Reputation: 1294
My current code uses tenary assignments One line if-condition-assignment, but with more verbose identifyers it is easily passing line length limits.
Since I am not yet into pythonic coding, I would be glad to see some refactoring suggestions.
for label in range(num_labels):
d_tresh = drop_treshold[label] if type(drop_treshold) == numpy.ndarray) else drop_treshold
r_tresh1 = relabel_treshold1[label] if type(relabel_treshold1) == numpy.ndarray else relabel_treshold1
r_tresh2 = relabel_treshold2[label] if type(relabel_treshold2) == numpy.ndarray else relabel_treshold2
Using locally short variable names seems part of solution, but I like to have more explanatory function arguments. Hm. So dramatically shortening function argument names results in (for me) unreadable code.
for l in range(n_labels):
t0 = d_t[l] if type(d_t) == numpy.ndarray) else d_t
t1 = r_t1[l] if type(r_t1) == numpy.ndarray else r_t1
t2 = r_t2[l] if type(r_t2) == numpy.ndarray else r_t1
So shall I resort to multi line if - else assignments? It will stretch and bloat the simple logic dramatically.

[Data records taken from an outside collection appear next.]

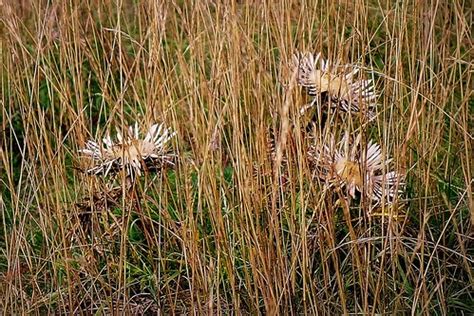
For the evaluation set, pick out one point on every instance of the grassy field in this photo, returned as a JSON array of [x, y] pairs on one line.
[[234, 226]]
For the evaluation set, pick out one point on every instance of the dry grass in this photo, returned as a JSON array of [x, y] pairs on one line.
[[229, 229]]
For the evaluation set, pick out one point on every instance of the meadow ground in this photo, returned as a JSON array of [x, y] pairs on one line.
[[231, 228]]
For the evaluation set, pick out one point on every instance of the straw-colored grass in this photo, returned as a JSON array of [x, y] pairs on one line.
[[229, 229]]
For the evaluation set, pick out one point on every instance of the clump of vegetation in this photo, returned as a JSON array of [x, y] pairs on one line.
[[343, 185]]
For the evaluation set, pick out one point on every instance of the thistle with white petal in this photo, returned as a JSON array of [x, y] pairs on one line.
[[337, 84], [131, 153], [350, 165]]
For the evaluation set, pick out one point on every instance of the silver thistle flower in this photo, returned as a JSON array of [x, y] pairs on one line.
[[131, 153], [338, 83], [357, 168]]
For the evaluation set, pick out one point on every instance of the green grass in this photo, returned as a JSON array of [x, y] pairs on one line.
[[220, 232]]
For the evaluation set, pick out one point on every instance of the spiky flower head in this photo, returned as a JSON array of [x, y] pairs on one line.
[[131, 153], [338, 83], [350, 165]]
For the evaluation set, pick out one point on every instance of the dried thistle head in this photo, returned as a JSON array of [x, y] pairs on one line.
[[347, 164], [131, 153], [338, 83]]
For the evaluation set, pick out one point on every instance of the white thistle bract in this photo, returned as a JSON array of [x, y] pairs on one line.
[[357, 168], [131, 153], [339, 83]]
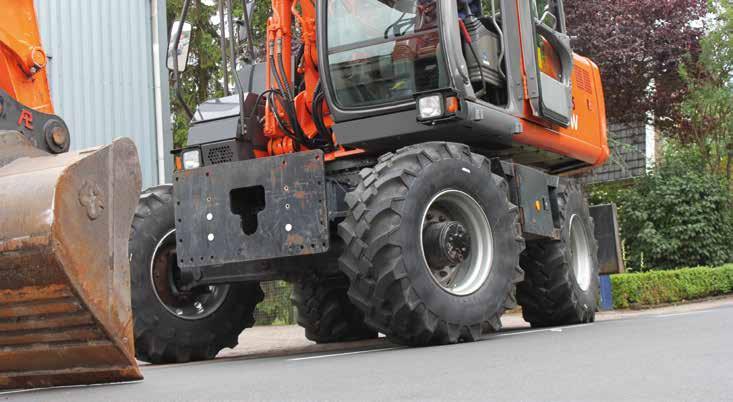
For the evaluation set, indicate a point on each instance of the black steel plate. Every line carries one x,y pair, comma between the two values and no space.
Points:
294,220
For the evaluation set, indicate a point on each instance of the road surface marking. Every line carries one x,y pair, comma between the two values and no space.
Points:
685,313
342,354
559,329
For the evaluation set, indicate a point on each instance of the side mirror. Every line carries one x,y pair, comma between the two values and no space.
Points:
549,19
179,55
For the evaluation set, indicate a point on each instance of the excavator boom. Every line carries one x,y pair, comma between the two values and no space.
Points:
65,315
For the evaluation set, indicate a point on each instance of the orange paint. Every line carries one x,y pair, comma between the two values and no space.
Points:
22,59
586,139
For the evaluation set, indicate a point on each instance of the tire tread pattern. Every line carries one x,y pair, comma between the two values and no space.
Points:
372,258
548,295
156,340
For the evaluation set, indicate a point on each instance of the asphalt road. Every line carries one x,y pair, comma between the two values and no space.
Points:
664,357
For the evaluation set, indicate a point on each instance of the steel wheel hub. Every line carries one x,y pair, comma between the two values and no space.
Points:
194,304
581,259
456,242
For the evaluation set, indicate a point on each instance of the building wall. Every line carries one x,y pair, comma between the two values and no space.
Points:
101,72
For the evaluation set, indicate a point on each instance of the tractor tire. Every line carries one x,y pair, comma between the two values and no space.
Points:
397,212
172,326
326,313
561,276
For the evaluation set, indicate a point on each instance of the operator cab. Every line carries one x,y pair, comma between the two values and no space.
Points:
382,56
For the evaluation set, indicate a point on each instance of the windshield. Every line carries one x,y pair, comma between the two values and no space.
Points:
382,52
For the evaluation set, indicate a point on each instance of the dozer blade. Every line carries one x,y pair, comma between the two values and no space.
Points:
65,315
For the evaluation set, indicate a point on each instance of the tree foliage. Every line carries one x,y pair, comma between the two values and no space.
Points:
203,79
679,215
706,112
638,45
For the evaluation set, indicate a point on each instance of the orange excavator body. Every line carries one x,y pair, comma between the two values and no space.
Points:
65,315
22,58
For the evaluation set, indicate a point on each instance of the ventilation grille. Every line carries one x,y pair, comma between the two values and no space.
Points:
220,154
582,79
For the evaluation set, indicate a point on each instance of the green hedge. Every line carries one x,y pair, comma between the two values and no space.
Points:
659,287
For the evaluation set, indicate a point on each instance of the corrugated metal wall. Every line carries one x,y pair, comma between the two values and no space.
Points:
101,72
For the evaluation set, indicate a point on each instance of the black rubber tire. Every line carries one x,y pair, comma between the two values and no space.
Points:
550,294
389,279
160,336
326,313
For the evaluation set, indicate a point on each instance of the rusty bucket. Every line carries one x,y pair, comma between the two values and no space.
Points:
65,315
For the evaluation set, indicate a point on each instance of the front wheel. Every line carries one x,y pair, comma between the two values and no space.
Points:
432,245
172,325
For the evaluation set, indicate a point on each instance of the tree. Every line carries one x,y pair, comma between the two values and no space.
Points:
638,45
677,216
203,79
706,112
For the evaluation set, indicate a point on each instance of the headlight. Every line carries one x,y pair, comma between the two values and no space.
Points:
192,159
430,107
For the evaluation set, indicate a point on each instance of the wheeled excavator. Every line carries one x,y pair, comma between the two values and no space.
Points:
403,163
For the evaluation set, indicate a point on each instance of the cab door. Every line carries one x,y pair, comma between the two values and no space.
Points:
548,60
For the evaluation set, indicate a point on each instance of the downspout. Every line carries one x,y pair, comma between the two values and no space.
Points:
157,88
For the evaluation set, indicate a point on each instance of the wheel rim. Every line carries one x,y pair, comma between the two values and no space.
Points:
194,304
456,242
580,249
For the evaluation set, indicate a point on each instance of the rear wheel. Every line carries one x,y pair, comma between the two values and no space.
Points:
561,282
172,325
432,245
326,313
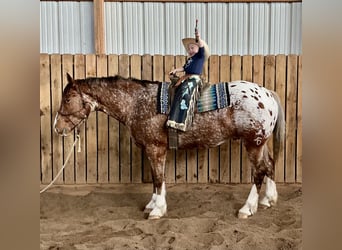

for label in range(num_labels):
if type(drop_treshold) == numpy.ndarray):
d_tresh = drop_treshold[label]
else:
d_tresh = drop_treshold
if type(relabel_treshold1) == numpy.ndarray:
r_tresh1 = relabel_treshold1[label]
else:
d_tresh = relabel_treshold1
if type(relabel_treshold2) == numpy.ndarray:
r_tresh2 = relabel_treshold2[label]
else:
d_tresh = relabel_treshold2
(Surely I (sh/)could also refactor the whole code around the shown example... This example snippet comes from function with arguments, which could be scalar float/int or 1D numpy.array. If it is an array it will apply each item to each label, just being plain scalar it will apply it globally to all labels) But here again how is the pythonic way? When to start to refactor more exhaustively and when to stay put - because it works?
Upvotes: 1
Views: 135
Reputation: 1121834
The issue here is that you are repeating yourself for each variable; indexing if the object is an array, otherwise using the object directly. I'd use a utility function here:
def threshold_label(ob, i):
# the threshold label can be a scalar or an array
return ob[i] if isinstance(ob, numpy.ndarray) else ob
for label in range(num_labels):
d_tresh = threshold(drop_treshold, label)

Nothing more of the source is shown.